Locomotor coordination is altered when Ntf3 is inactivated in the spinal motor neurons.

(A-C) In female mice, while control animals demonstrated proper motor coordination and efficient motor learning evidenced by the increase in rotarod latency with time, animals carrying a conditional Ntf3 mutation in MNs (cNtf3) were almost unable to cope with rotarod acceleration and initially showed increased balance beam latency and footslips, which however normalized with time. (D-F) In male mice, conditional Ntf3 mutants showed motor coordination and learning defects on the rotarod but didn’t demonstrate any alteration in the balance beam test. n=8 in each group; *= p value < 0.05; **= p value < 0.01; ***= p value < 0.001

Spinal interneuron number and positioning is altered when Onecut factors are absent from the spinal motor neurons.

(A-H) In MN conditional Oc1/Oc2 double-mutant embryos (cDKO) at e14.5, the number of V2c INs identified by the presence of Sox1 outside of the ventricular zone was significantly reduced at all levels of the spinal cord. Furthermore, the positioning of the V1 (Foxp2), V2a (Chx10), V2b (Gata3) and V2c INs on the transversal plane of the spinal cord was altered. ML: medio-lateral axis; DV: dorso-ventral axis. n=3; *=adjusted p value < 0.05; **=adjusted p value < 0.01; ***=adjusted p value < 0.001.

Ntf3 overexpression after chicken embryonic spinal cord electroporation mildly impacts spinal interneuron development.

(A) The pHb9-Ntf3-IRES-EGFP expression vector was electroporated in the chicken embryonic spinal cord. (B) Immunofluorescence labelings for Isl1 to identify MNs (given its transient expression, maximal GFP production could only be visualized 24h after electroporation) and Chx10 to visualize V2a INs 48h after electroporation. (C) Quantification of IN populations in control (Ctrl, contralateral sides) or electroporated (E) sides of the spinal cord. The number of V2a INs was mildly decreased after Ntf3 overexpression, while other IN populations were not affected. Scale bars=100μm. n=3; *=adjusted p value < 0.05.

Spinal interneuron number and positioning is altered when Ntf3 is inactivated in the spinal motor neurons.
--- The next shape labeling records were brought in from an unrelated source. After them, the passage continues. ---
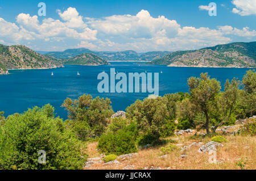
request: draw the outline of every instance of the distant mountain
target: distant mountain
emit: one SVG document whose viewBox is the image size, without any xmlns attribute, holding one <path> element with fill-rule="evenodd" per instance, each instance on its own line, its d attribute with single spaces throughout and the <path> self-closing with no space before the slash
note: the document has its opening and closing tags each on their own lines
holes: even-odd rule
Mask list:
<svg viewBox="0 0 256 181">
<path fill-rule="evenodd" d="M 63 66 L 55 58 L 42 55 L 24 45 L 0 44 L 0 73 L 12 69 L 51 69 Z"/>
<path fill-rule="evenodd" d="M 93 53 L 106 61 L 151 61 L 155 58 L 161 58 L 171 52 L 150 52 L 145 53 L 138 53 L 133 50 L 122 52 L 104 52 L 92 51 L 86 48 L 69 49 L 64 52 L 46 52 L 57 58 L 67 59 L 72 58 L 85 53 Z"/>
<path fill-rule="evenodd" d="M 73 58 L 64 60 L 64 64 L 100 65 L 108 65 L 109 63 L 103 58 L 90 53 L 82 53 Z"/>
<path fill-rule="evenodd" d="M 255 68 L 255 60 L 256 41 L 254 41 L 174 52 L 150 64 L 170 66 Z"/>
</svg>

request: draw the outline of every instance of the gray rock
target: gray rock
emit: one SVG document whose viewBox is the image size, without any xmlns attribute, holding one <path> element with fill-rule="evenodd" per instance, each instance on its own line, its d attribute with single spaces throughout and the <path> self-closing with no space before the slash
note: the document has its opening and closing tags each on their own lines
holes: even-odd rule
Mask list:
<svg viewBox="0 0 256 181">
<path fill-rule="evenodd" d="M 106 162 L 106 163 L 104 163 L 102 165 L 106 165 L 119 164 L 119 163 L 120 163 L 120 162 L 118 162 L 118 161 L 115 159 L 115 160 L 114 160 L 113 161 L 110 161 L 110 162 Z"/>
<path fill-rule="evenodd" d="M 125 112 L 123 111 L 118 111 L 114 114 L 113 114 L 112 116 L 111 116 L 111 118 L 119 117 L 126 118 L 126 116 L 125 116 Z"/>
<path fill-rule="evenodd" d="M 167 158 L 167 154 L 165 154 L 165 155 L 160 156 L 160 157 L 158 157 L 158 158 Z"/>
<path fill-rule="evenodd" d="M 134 167 L 133 165 L 127 165 L 124 168 L 123 170 L 133 170 Z"/>
<path fill-rule="evenodd" d="M 137 153 L 123 154 L 123 155 L 121 155 L 118 157 L 117 159 L 121 159 L 121 160 L 125 160 L 125 159 L 130 159 L 133 156 L 135 156 L 135 155 L 136 155 L 137 154 L 138 154 Z"/>
<path fill-rule="evenodd" d="M 207 152 L 210 150 L 216 150 L 217 146 L 223 146 L 223 145 L 215 141 L 210 141 L 201 146 L 198 151 L 202 153 Z"/>
<path fill-rule="evenodd" d="M 180 156 L 180 158 L 186 158 L 186 157 L 188 157 L 187 155 L 186 155 L 186 154 L 183 154 L 182 155 Z"/>
</svg>

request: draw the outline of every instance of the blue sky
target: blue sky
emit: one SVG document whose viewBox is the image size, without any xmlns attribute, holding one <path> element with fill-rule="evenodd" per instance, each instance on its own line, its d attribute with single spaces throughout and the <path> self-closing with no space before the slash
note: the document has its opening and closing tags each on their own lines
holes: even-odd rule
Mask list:
<svg viewBox="0 0 256 181">
<path fill-rule="evenodd" d="M 256 0 L 0 1 L 0 43 L 38 50 L 194 49 L 255 41 L 255 22 Z"/>
</svg>

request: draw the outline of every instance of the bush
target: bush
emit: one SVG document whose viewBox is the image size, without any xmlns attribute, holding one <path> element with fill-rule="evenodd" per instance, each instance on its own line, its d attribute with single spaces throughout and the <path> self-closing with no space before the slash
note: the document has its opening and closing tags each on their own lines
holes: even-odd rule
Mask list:
<svg viewBox="0 0 256 181">
<path fill-rule="evenodd" d="M 137 151 L 136 138 L 138 136 L 136 124 L 132 123 L 119 130 L 116 133 L 108 132 L 102 135 L 97 148 L 106 154 L 121 155 Z"/>
<path fill-rule="evenodd" d="M 108 155 L 106 155 L 104 157 L 104 161 L 105 162 L 109 162 L 110 161 L 114 161 L 117 158 L 117 156 L 114 154 L 110 154 Z"/>
<path fill-rule="evenodd" d="M 166 154 L 170 153 L 171 152 L 173 151 L 174 150 L 175 150 L 177 149 L 178 149 L 178 147 L 176 145 L 173 145 L 173 144 L 170 144 L 166 147 L 162 147 L 161 151 L 164 154 Z"/>
<path fill-rule="evenodd" d="M 90 95 L 83 95 L 78 100 L 67 98 L 61 105 L 68 111 L 70 120 L 86 121 L 94 135 L 102 134 L 108 124 L 107 119 L 114 111 L 108 98 L 96 97 Z"/>
<path fill-rule="evenodd" d="M 146 134 L 143 134 L 137 138 L 137 144 L 139 146 L 155 146 L 160 144 L 159 136 L 155 136 L 152 133 L 148 132 Z"/>
<path fill-rule="evenodd" d="M 223 142 L 228 141 L 228 140 L 225 138 L 222 137 L 221 136 L 216 136 L 213 137 L 212 138 L 212 141 L 217 142 L 219 143 L 222 143 Z"/>
<path fill-rule="evenodd" d="M 166 119 L 165 122 L 165 124 L 159 131 L 160 136 L 164 138 L 174 135 L 176 128 L 176 124 L 174 120 Z"/>
<path fill-rule="evenodd" d="M 177 124 L 177 128 L 179 129 L 185 130 L 192 128 L 192 125 L 188 119 L 179 119 L 178 121 L 179 123 Z"/>
<path fill-rule="evenodd" d="M 49 104 L 9 116 L 0 127 L 0 169 L 80 169 L 86 159 L 80 141 Z M 46 164 L 38 162 L 42 150 Z"/>
<path fill-rule="evenodd" d="M 112 123 L 108 127 L 108 132 L 117 133 L 118 130 L 122 129 L 127 126 L 129 123 L 127 119 L 123 117 L 115 117 L 112 119 Z"/>
<path fill-rule="evenodd" d="M 256 136 L 256 120 L 249 120 L 238 130 L 242 135 Z"/>
</svg>

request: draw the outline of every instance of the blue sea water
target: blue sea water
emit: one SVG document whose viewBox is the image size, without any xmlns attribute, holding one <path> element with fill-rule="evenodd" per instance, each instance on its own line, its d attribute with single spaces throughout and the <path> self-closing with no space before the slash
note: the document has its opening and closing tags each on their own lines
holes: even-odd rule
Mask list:
<svg viewBox="0 0 256 181">
<path fill-rule="evenodd" d="M 159 73 L 159 95 L 188 91 L 187 79 L 191 76 L 199 77 L 201 73 L 205 72 L 208 72 L 211 78 L 221 81 L 223 90 L 226 79 L 236 77 L 242 80 L 249 70 L 176 68 L 118 62 L 111 62 L 109 65 L 65 65 L 64 68 L 55 69 L 10 70 L 10 74 L 0 76 L 0 111 L 4 111 L 6 117 L 15 112 L 22 113 L 35 106 L 49 103 L 55 108 L 57 115 L 66 119 L 67 112 L 60 106 L 67 97 L 77 99 L 84 94 L 90 94 L 94 98 L 108 97 L 112 102 L 114 111 L 125 111 L 137 99 L 142 100 L 148 95 L 148 93 L 99 93 L 97 85 L 101 81 L 97 79 L 97 75 L 103 70 L 110 75 L 110 68 L 127 74 L 146 71 Z M 53 76 L 51 76 L 52 71 Z M 77 71 L 80 75 L 77 75 Z"/>
</svg>

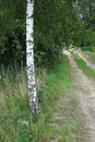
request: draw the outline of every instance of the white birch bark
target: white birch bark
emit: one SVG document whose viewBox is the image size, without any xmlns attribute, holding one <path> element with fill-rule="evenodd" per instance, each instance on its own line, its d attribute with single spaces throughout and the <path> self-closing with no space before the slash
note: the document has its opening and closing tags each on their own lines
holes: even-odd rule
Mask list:
<svg viewBox="0 0 95 142">
<path fill-rule="evenodd" d="M 28 99 L 29 107 L 34 115 L 40 111 L 36 83 L 35 83 L 35 68 L 34 68 L 34 0 L 27 0 L 26 8 L 26 66 L 28 80 Z"/>
</svg>

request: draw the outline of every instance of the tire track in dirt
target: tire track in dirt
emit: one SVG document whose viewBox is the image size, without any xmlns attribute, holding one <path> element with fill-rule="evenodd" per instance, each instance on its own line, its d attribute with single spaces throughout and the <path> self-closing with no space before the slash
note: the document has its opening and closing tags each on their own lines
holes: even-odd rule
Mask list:
<svg viewBox="0 0 95 142">
<path fill-rule="evenodd" d="M 72 67 L 73 92 L 85 116 L 86 128 L 88 129 L 88 142 L 95 142 L 95 82 L 91 81 L 83 71 L 78 68 L 68 50 L 66 50 L 64 54 L 68 56 Z"/>
</svg>

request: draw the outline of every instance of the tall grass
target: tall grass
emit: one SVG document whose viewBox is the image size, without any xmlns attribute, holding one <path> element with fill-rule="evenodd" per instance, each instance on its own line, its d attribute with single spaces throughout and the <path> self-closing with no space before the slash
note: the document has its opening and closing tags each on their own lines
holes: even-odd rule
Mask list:
<svg viewBox="0 0 95 142">
<path fill-rule="evenodd" d="M 63 57 L 62 61 L 57 64 L 54 71 L 47 72 L 45 69 L 36 70 L 41 114 L 35 122 L 28 107 L 25 70 L 23 69 L 19 72 L 14 72 L 12 70 L 4 71 L 4 69 L 2 69 L 0 73 L 0 142 L 46 142 L 55 138 L 58 131 L 49 125 L 49 119 L 55 111 L 57 99 L 63 94 L 63 90 L 67 94 L 72 92 L 70 71 L 67 57 Z M 70 99 L 70 96 L 67 94 L 67 98 Z M 71 102 L 74 110 L 74 107 L 76 108 L 76 103 L 72 97 Z M 64 109 L 66 111 L 69 109 L 69 114 L 71 115 L 72 107 L 71 109 Z M 75 131 L 76 133 L 82 133 L 81 129 L 79 129 L 80 127 L 79 122 L 76 122 L 78 117 L 75 117 L 75 114 L 78 114 L 78 109 L 74 111 L 74 117 L 72 117 L 78 126 Z M 63 123 L 64 128 L 62 128 L 61 131 L 63 137 L 60 142 L 71 142 L 71 139 L 75 140 L 75 137 L 72 138 L 71 134 L 73 128 L 71 119 L 64 120 Z M 70 129 L 68 128 L 69 125 Z M 69 133 L 69 135 L 66 140 L 67 133 Z M 68 141 L 68 139 L 70 140 Z"/>
<path fill-rule="evenodd" d="M 88 55 L 92 62 L 95 63 L 95 51 L 85 51 L 85 54 Z"/>
</svg>

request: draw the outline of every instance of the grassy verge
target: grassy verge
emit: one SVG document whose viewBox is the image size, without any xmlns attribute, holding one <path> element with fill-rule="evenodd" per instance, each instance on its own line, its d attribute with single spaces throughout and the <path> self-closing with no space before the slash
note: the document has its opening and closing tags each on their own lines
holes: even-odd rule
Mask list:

(A-H) In MN conditional Ntf3 mutant embryos (cNtf3) at e14.5, the number of V1 (Foxp2) INs was significantly increased at all levels of the spinal cord, while V2a (Chx10) only expanded at lumbar level and V2b (Gata3) or V2c (Sox1, white arrows) were not altered. Furthermore, the positioning of all these IN populations on the transversal plane of the spinal cord was altered at all levels of the spinal cord. Scale bars=100μm. ML: medio-lateral axis; DV: dorso-ventral axis. n=3; *=adjusted p value < 0.05; **=adjusted p value < 0.01; ***=adjusted p value < 0.001.